Execução de fornecimento de medicamentos não perde objeto, por Líivia Scocuglia

O processo em que se obriga o Estado a fornecer suplemento alimentar gratuito não perde o objeto, ainda que o medicamento não seja mais necessário para o paciente. A decisão é da 1ª Turma do Superior Tribunal de Justiça (STJ), proferida nesta quinta-feira (2/2), por maioria de votos.
No caso analisado pelos ministros, a família de uma criança exigia que o Estado do Rio de Janeiro fornecesse um leite especial para ela, portadora de uma doença crônica. De acordo com o processo, a criança precisava do suplemento para sobreviver. 
O Tribunal de Justiça do Rio de Janeiro (TJ-RJ) negou o fornecimento, com a justificativa de que o leite especial não era classificado como medicamento necessário à preservação da vida e da saúde. Além disso, apontou que o ente público somente estaria obrigado ao fornecimento do medicamento, não incluído o suplemento alimentar.

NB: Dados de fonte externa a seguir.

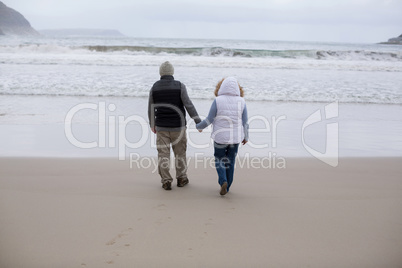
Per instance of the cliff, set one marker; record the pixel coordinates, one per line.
(394, 41)
(13, 23)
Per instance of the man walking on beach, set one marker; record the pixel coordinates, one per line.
(167, 118)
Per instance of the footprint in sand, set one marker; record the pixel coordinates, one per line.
(114, 242)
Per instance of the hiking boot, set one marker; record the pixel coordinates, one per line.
(224, 188)
(167, 185)
(182, 182)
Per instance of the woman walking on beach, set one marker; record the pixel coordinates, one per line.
(228, 115)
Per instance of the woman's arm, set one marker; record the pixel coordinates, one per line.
(210, 118)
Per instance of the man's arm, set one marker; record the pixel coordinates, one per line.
(151, 112)
(245, 124)
(189, 105)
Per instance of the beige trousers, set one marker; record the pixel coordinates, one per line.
(178, 140)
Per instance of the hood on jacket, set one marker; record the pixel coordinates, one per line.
(230, 87)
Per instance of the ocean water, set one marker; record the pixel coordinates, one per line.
(268, 70)
(42, 79)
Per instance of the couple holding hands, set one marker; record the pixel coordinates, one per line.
(167, 105)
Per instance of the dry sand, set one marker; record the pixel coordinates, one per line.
(100, 213)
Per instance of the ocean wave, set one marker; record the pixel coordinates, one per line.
(344, 55)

A família da criança recorreu ao STJ. No tribunal superior, o relator do caso, ministro Napoleão Nunes Maia Filho entendeu que o Estado não poderia se negar a  garantir acesso ao medicamento para tratamento de problema de saúde.
“Comprovado o acometimento do indivíduo, ou de um grupo, por determinada moléstia e necessitando de medicamento para combatê-la, este deve ser fornecido pelo Estado de modo a atender ao princípio maior da garantia à vida e à saúde”, determinou o ministro, em decisão monocrática. 

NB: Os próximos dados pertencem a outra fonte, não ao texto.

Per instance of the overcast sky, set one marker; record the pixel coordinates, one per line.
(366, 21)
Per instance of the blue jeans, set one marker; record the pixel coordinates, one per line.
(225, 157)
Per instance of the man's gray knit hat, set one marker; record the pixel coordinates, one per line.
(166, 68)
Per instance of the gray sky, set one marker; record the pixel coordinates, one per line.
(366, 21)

Para Maia Filho, as ações e serviços de saúde devem ser desenvolvidos pelo Poder Público, de forma integrada, por meio de um sistema único. Dessa forma, não seria possível afastar a responsabilidade do Estado mediante a alegação de que os medicamentos/tratamentos pleiteados não integram a lista de sua competência.
“Cabe ao ente demandado judicialmente prover a prestação dos serviços necessários à saúde do recorrente, sob pena de ofensa ao direito fundamental à saúde”, acrescentou. 
Objeto
O Estado fluminense não cumpriu a obrigação de fornecer o medicamento. Mas, com o tempo, a hoje adolescente deixou de precisar do suplemento alimentar para sobreviver. Com isso, o a procuradoria do Rio recorreu internamente no STJ, por meio de agravo regimental. Alegou que, como o adolescente não mais necessita do leite especial, o processo teria perdido o objeto, ou seja, deixou de ter motivo para existir.
Para a maioria dos ministros da 1ª Turma do STJ, o processo não perde o objeto porque o requerente deixou de necessitar do medicamento.
O ministro Napoleão Nunes Maia Filho afirmou que o alimento era essencial à criança e o dever de fornecê-lo está elencado na Constituição Federal, por isso, segundo ele, não há perda de objeto.
Assim também entenderam os demais ministros, Benedito Gonçalves, Gurgel de Faria e Sérgio Kukina.
Para Gonçalves, a perda de objeto pelo tempo decorrido sem a resposta do Estado seria um incentivo para tal desobediência. 
Apenas a ministra Regina Helena Costa não concordou com a tese. Segundo ela, a pretensão do direito não é mais possível pelo decorrer do tempo. A ministra entende que a ação peca pela não necessidade e utilidade e diz que há carência do interesse de agir do adolescente. “Não vejo como a pretensão, na fase de execução, será transformada em perdas e danos”, ressaltou.
Danos morais e morais
A turma chegou a discutir a possibilidade de se converter a pretensão do adolescente, de receber o medicamento, em indenização.
“O pedido deve ser interpretado na extensão das possibilidades de sua execução. Se não, a mora judiciária pode beneficiar o devedor, no caso o Estado do Rio. Muitas vezes acontece do paciente se curar ou ir ao encontro da casa de Deus e aí fica tudo em vão. Dentro do pedido do fornecimento pode se analisar uma pretensão indenizatória”, defendeu Napoleão.
No entanto, os demais ministros argumentaram que por estarem analisando um recurso apresentado pelo Rio de Janeiro não seria possível agravar a situação do Estado. Além disso, afirmaram que não houve pedido para converter o pedido em indenização por danos morais e materiais.
“Não poderíamos ir além e já antecipar que eventual cumprimento “in natura” já determina conversão em pecúnia. É prejudicial ao impetrante porque poderia dar mais de uma nulidade”, sustentou o ministro Gurgel de Faria.
Após ouvir os argumentos dos colegas, o ministro Napoleão mudou o seu voto para reconhecer apenas a perda de objeto do processo.